While the three kids in question have all lived in the U.S. since early childhood, and barely remember the countries of origin to which they’re perpetually in danger of being shipped back, they come from wildly divergent backgrounds. Moussa (J. Mallory McCree, recently seen on Homeland) originally hails from Guinea, and has deliberately been told nothing about the nightmare from which his mother (Chinasa Ogbuagu) fled many years earlier. Sophie (fiery newcomer Octavia Chavez-Richmond) sometimes longs to return to the Dominican Republic, though that’s mostly because she’s being mistreated—and sexually assaulted—by the extended relatives who’ve reluctantly taken her in. We learn comparatively little about the third teen, Peruvian-born Alyssa (Raquel Castro), who’s relentlessly optimistic and is about to graduate as valedictorian of her class. Alyssa’s disposition is so sunny, in fact, and her prospects so bright, that any savvy viewer will eventually recognize that the character is being stealthily positioned as an upsetting worst-case scenario. She’s the equivalent of the war-movie grunt who makes the mistake of heaving a huge sigh of relief after surviving the initial onslaught. Wave bye-bye.

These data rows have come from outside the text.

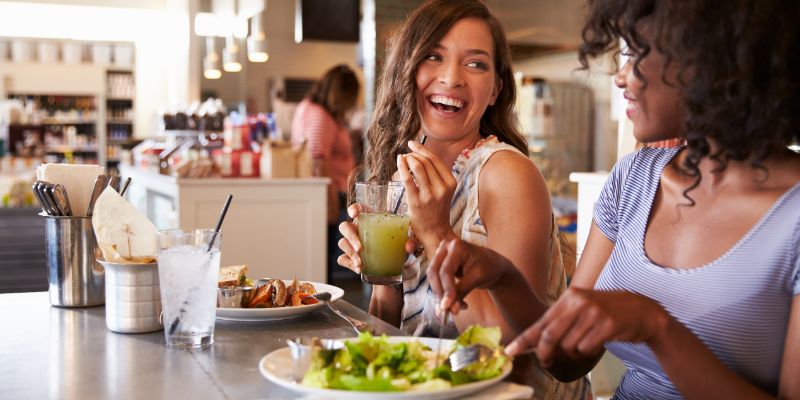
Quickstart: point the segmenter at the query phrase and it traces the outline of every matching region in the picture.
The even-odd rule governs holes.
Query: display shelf
[[[57,120],[57,119],[44,119],[40,123],[40,125],[95,125],[97,121],[95,120]]]
[[[46,146],[48,153],[97,153],[97,146]]]
[[[8,125],[10,155],[47,154],[51,161],[106,165],[106,159],[118,157],[120,146],[133,137],[137,97],[133,68],[0,60],[0,69],[0,98],[19,100],[23,115],[17,122],[26,123]],[[34,101],[36,106],[28,107]],[[85,147],[87,142],[92,147]]]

Even at its most mechanistic, though, From Nowhere largely avoids preachiness and sanctimony, preferring to wrestle with the real world in all its stubborn complexity. The film has two ostensible “white saviors”—a teacher (Julianne Nicholson) who’s trying to help all three kids and the immigration attorney (Denis O’Hare) to whom she refers them—but the former inadvertently causes as many problems as she solves, and the latter, while sympathetic, necessarily thinks in terms of what’s most likely to sway a judge, which means prodding Moussa, Sophie, and Alyssa to come up with traumatic personal histories that he can sell. Screenwriters Matthew Newton (who also directed) and Kate Ballen have no interest in creating cartoon villains, but they likewise refrain from creating plaster saints: Two cops who choose to ignore Moussa’s fake ID seem as motivated by their desire to avoid paperwork and get out of the cold as by kindness or empathy, and a landlord who refuses to take a family’s last penny, because he can’t bear to think of them going hungry, nonetheless still threatens to evict them soon if their back rent isn’t fully paid.

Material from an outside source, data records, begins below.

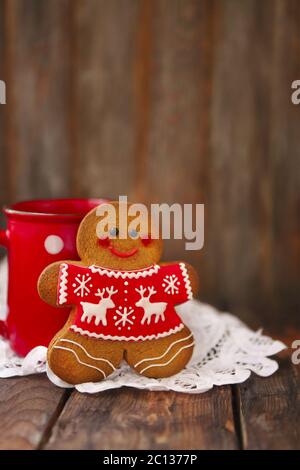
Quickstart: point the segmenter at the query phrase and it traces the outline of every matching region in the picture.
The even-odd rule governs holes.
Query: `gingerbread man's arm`
[[[185,267],[186,267],[186,270],[190,279],[190,283],[191,283],[193,297],[196,297],[196,295],[199,293],[199,276],[198,276],[197,271],[195,270],[195,268],[193,268],[192,265],[190,265],[189,263],[186,263],[185,261],[172,261],[170,263],[163,262],[159,264],[160,266],[170,266],[172,264],[179,264],[179,263],[185,264]]]
[[[72,263],[76,265],[82,265],[81,261],[57,261],[47,266],[44,271],[40,274],[37,288],[41,299],[52,307],[58,307],[57,305],[57,287],[58,287],[58,275],[60,265],[62,263]],[[66,305],[64,305],[65,307]]]
[[[184,263],[188,276],[190,278],[191,289],[193,292],[193,297],[196,297],[199,293],[199,276],[196,269],[189,263]]]

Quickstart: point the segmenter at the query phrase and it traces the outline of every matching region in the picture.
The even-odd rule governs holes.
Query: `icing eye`
[[[151,243],[151,237],[149,236],[142,237],[142,243],[144,246],[148,246]]]
[[[138,237],[138,232],[135,229],[132,229],[129,231],[129,236],[130,238],[137,238]]]
[[[117,227],[112,227],[109,231],[111,237],[117,237],[119,235],[119,229]]]

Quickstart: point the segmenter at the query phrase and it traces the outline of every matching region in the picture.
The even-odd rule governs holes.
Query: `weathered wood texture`
[[[239,387],[245,449],[300,449],[300,369],[290,358],[268,379],[252,376]]]
[[[200,395],[1,379],[0,449],[300,449],[300,369],[284,356],[271,377]]]
[[[5,8],[0,3],[0,80],[6,82],[6,56],[5,56]],[[5,159],[5,112],[6,107],[0,104],[0,204],[2,205],[8,197],[8,185],[6,177]]]
[[[204,395],[73,393],[47,449],[235,449],[230,387]]]
[[[6,2],[7,161],[13,197],[55,197],[70,183],[70,2]]]
[[[231,308],[263,300],[269,287],[271,3],[222,2],[215,28],[208,277]]]
[[[36,449],[48,437],[67,392],[46,376],[0,380],[0,449]]]
[[[6,83],[6,56],[5,56],[5,8],[0,3],[0,80]],[[0,205],[2,206],[9,197],[9,187],[6,166],[6,106],[0,104]],[[4,217],[0,215],[0,229],[4,226]],[[4,254],[4,249],[0,247],[0,258]]]
[[[279,311],[299,312],[300,277],[300,107],[290,100],[290,83],[300,76],[300,3],[276,3],[271,92],[271,178],[273,197],[272,272]],[[288,104],[287,104],[288,103]]]
[[[139,2],[79,1],[75,11],[77,167],[83,196],[133,188],[136,113],[133,70]]]
[[[2,379],[1,449],[299,449],[299,367],[200,395],[82,395],[46,377]]]
[[[166,257],[194,263],[204,300],[264,324],[288,310],[299,324],[300,2],[3,0],[3,10],[1,203],[204,202],[204,250],[171,241]]]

Most crucially, From Nowhere builds a wholly credible world around its issue of choice. Apart from the strategically marginalized Alyssa, every character is a person first and a pawn second—Sophie, in particular, has emotional problems that are distinct from (but exacerbated by) her legal predicament. Classroom scenes are utterly credible in their precarious mix of order and chaos; petty rivalries among the students would fit snugly into any other high school movie. (“Was I talking to you?” a girl belligerently demands of Sophie. “No, good choice” is Sophie’s smartass reply.) For a while, the movie even trusts the viewer to notice that Moussa speaks with an American accent at school but has a slight Guinea accent when at home with his mother and sister. Eventually, the sister brings this discrepancy up in dialogue, and there are a few other clunky moments that needlessly underline what’s already apparent to anyone paying attention. On the whole, though, this is a smart, sensitive, and subtle portrait of needless suffering among people who’ve built solid, respectable lives in the U.S., even if they (or just their parents) broke the law getting here. That it reflects what’s happening in the real world right now only makes it more distressing.